The LinuxCon North America event at the end of August had a number of people at LPI and in the media "buzzing" with enthusiasm (a nice summary of media coverage can be found here)

At LPI this had some colleagues revisiting some seminal reports from the Linux Foundation earlier this year: "Linux Adoption Trends 2012: A Survey of Enterprise End Users" and "2012 Linux Jobs Report".

Both of these studies were basically "good news" for advocates of Linux and Open Source Software--particularly in terms of career and job prospects.  However, around the same time period there was a number of other studies published that were "good news" overall for those in the IT field -- particularly for those who recognize the value of certification.

LPI had blog posts on two of these studies: "Global Knowledge: 2012 IT Skills and Salary Report" and the "2012 Future of Open Source Survey".

However, equally relevant for those pursuing IT careers was a global survey published by the Manpower Group: "2012 Talent Shortage Survey" .

The "2012 Talent Shortage Survey" echoes much of the Manpower Group's "megatrends" identified in their 2010 "Winning in the World of Work" . In summary these global "megatrends" include increasing skills shortages in key sectors (e.g. IT), the need for lifelong learning and individual responsibility for career development, challenges for management around workforce development and talent retention, and greater demand from customers for transparency, trusted information sources, and demonstrated skills credentials (i.e. certification).
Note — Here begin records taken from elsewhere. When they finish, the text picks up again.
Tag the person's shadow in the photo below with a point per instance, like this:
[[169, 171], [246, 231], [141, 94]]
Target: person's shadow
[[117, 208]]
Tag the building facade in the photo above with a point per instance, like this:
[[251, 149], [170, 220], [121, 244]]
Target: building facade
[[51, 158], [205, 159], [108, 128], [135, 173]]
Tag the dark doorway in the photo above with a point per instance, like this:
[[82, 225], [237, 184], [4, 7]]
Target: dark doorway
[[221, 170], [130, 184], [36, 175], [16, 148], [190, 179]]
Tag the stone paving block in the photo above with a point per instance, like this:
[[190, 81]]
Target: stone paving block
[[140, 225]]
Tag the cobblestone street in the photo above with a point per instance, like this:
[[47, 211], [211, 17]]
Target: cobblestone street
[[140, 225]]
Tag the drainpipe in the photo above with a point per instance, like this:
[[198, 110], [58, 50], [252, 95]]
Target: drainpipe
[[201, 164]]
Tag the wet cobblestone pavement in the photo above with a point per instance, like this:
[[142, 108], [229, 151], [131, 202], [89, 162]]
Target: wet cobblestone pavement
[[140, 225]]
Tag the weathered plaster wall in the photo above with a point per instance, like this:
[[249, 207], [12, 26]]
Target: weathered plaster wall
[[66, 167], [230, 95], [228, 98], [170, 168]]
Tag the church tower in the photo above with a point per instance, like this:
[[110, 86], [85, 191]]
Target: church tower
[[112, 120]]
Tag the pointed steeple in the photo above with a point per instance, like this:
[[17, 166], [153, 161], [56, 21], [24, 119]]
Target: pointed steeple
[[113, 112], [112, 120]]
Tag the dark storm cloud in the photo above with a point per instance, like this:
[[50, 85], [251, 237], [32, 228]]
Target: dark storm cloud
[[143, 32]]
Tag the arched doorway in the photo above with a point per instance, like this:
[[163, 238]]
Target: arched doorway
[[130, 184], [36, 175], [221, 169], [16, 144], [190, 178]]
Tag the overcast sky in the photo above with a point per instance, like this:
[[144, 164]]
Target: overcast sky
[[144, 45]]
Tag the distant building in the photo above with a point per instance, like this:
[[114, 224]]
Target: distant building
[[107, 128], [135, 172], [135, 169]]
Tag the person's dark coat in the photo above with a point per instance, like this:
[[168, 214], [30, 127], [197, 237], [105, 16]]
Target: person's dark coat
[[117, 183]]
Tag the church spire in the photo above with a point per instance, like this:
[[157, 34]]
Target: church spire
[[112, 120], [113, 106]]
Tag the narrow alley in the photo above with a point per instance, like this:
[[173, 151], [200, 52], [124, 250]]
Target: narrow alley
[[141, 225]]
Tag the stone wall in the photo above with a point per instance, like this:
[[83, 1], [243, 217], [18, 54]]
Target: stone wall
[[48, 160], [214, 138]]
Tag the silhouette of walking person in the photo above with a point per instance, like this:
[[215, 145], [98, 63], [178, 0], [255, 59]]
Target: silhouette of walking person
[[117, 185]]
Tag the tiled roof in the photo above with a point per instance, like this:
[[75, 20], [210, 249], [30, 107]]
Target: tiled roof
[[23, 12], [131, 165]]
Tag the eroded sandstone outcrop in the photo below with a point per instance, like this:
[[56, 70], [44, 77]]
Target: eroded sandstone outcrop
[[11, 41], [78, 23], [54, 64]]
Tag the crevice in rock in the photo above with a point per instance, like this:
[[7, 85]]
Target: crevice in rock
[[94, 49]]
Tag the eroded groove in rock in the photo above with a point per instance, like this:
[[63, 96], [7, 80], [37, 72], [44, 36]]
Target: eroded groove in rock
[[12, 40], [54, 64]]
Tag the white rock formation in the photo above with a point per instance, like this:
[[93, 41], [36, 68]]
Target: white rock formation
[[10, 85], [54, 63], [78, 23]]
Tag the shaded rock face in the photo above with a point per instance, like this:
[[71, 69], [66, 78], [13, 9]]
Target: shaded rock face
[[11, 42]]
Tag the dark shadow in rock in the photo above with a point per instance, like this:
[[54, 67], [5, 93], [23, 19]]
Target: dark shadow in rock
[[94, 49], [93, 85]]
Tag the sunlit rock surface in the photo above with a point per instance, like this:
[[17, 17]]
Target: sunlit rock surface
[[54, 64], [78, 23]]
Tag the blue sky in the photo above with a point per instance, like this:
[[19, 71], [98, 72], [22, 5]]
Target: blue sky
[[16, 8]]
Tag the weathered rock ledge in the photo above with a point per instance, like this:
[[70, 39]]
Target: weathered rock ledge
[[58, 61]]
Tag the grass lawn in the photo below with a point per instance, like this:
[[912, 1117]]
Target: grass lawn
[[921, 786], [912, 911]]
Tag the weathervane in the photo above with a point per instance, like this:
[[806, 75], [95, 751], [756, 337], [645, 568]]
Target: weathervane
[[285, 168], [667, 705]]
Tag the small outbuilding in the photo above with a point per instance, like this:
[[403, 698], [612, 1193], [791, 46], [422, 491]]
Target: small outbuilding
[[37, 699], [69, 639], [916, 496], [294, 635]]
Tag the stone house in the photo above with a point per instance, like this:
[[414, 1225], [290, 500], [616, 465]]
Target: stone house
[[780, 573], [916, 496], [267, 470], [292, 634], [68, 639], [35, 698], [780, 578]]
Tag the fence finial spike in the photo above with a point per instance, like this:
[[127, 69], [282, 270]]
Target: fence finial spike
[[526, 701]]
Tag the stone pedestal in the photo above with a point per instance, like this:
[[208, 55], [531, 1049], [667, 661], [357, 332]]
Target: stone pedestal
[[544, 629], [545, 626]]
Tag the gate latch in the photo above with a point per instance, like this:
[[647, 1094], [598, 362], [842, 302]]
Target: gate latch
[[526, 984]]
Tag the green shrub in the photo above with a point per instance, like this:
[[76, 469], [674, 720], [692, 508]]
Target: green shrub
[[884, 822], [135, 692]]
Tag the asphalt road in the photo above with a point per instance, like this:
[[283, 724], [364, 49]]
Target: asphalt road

The 2012 Talent Shortage Survey certainly lives up to its name in that over a third of employers surveyed around the world could not find the talent they needed and recognized that competition would increase for "proven, talented employees with skills employers need".  The study recommended that individuals invest in their own career development but also cautioned that employers who did not invest in their employees' talent development were shortsighted and would soon lose competitive advantage to employers who did make such workforce investments.

As an example the survey noted that in 2011 only 24% of employers named the "lack of available applicants/no applicants” as the most common reason for difficulty filling jobs. A year later that jumped to 33%.  Similarly, in 2011 22% of survey respondents stated that the difficulty filling jobs was due to “lack of technical competencies/hard skills”—in particular the lack of industry-specific qualifications in both professional and skilled trades categories. This finding rose to 33% in 2012.

Most notable was that in the last year IT staff roles are becoming an increasing challenge to fill.  This type of employee now ranks fifth in terms of employer challenges in finding the right skill sets, up from eighth in 2011.  In particular, the study noted the growing challenge to find employees for Cloud computing sector.

The study had some interesting regional insights.  For example, an overall lack of IT talent within the Americas region was highest in the U.S. (55%), while such nations as New Zealand (50%) and Taiwan (46%) had a similar challenge in APAC, and Austria (67%) and Switzerland (62%) in EMEA.

This skills shortage in IT was reported as having a high impact on businesses in these regions.  Again, this just wasn't an issue of overall availability but also represented the challenge to find qualified employees with professional certifications and accreditation.

As a result of these skills shortages, employers are providing further training to existing team members, recruiting offshore, and increasing salaries and benefits for new "hires".  However, those that are experiencing the greatest challenges in securing talent are investing more in developing talent in-house through training and employee retention programs rather than focusing on external recruitment.

The survey is worth reviewing for those interested in IT skills shortages on a regional and even national basis.  More importantly, it clearly indicates that IT professionals who have the "right" certification will be in much demand in the future.  

Given the growth of Linux and Open Source, this study confirms that your LPI certification will be a "must-have" towards a promising and rewarding future IT career.